I began last summer to work in clay, reasoning that it would be easier to manipulate and change than the wood I was working with, and while I took away useful lessons in how the clay could be used, the studio situation I found was not going to work for me. I went back to working directly with the wood I was cutting in the forest. A good deal of time went into figuring out what needed to be done to control wood, to prevent checking, splitting and warping, through drying and then sealing the wood in preparation for taking paint, stains and other finishes. I also began to experiment with other approaches to finishing the surfaces, by bleaching and also burning.
It seemed one way to color the wood was to char the surface with flame. My experience in making charcoal no doubt sparked the idea, and research revealed techniques that have been used in Japan, Shou Sugi Ban, a way of charring wood used in buildings, and in the United States, by wood carvers, to add decorative elements to bowls and other forms. The wood bleaches I used result in a coloring very close to white. The bleach would not affect areas that had been charred, resulting in black and white design that is intrinsic to the material.
Drying the wood quickly was accomplished using a wood kiln. This consisted of a cabinet I built from an old chest of drawers, with insulation added and doors that would seal fairly tightly. A heat source, a light bulb, and a small dehumidifier keep the moisture content of the air within the kiln low accelerated a drying process that otherwise might have taken months into a week or so, depending on the volume of the wood. I monitored the progress with a humidity meter, and when the level had stabilized over a period of a couple of days, the wood was dry and ready to work.
Finding the right materials to seal, stain, and prime the wood for additional finishes is a work in progress. A series of layers of shellac, Golden fluid matte medium, Keda water-based stains and Transtint alcohol-based stains, and Crystalac clear wood grain filler are the materials I have settled on after much experimentation. Wood is naturally hygroscopic, and the shellac reduces the absorption of moisture in the air and so prevents movement of the wood, and the matte medium both the leaching of tannins from the wood to the surface, and bleeding of medium from finishes into the wood. Different combinations of these materials for different finishes have to be considered, but those mentioned here result in a surface that retains the natural look of the wood, which is what I was looking for.

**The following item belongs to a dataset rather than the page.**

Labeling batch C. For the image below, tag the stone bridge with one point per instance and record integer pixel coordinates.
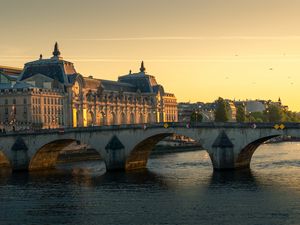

My thinking about these works has been changed by the situation I am working in. I have been looking at and to natural forms around me, and considering how these can be pulled into or used to develop ideas I have for the work. Photography and digital manipulation of imagery selected for that use is an important part of the process I am involved in, and a way drawing out ideas. Today I collected stones from the woods, and arranged and photographed them in different patterns, and will work with those in Photoshop. I have been photographing sticks, as a source of line, and cutting larger branches to serve as “rulers” for the same purpose. As always, the process of making the work is the source of the work, and so I think about ways I can invent process that will present new ideas.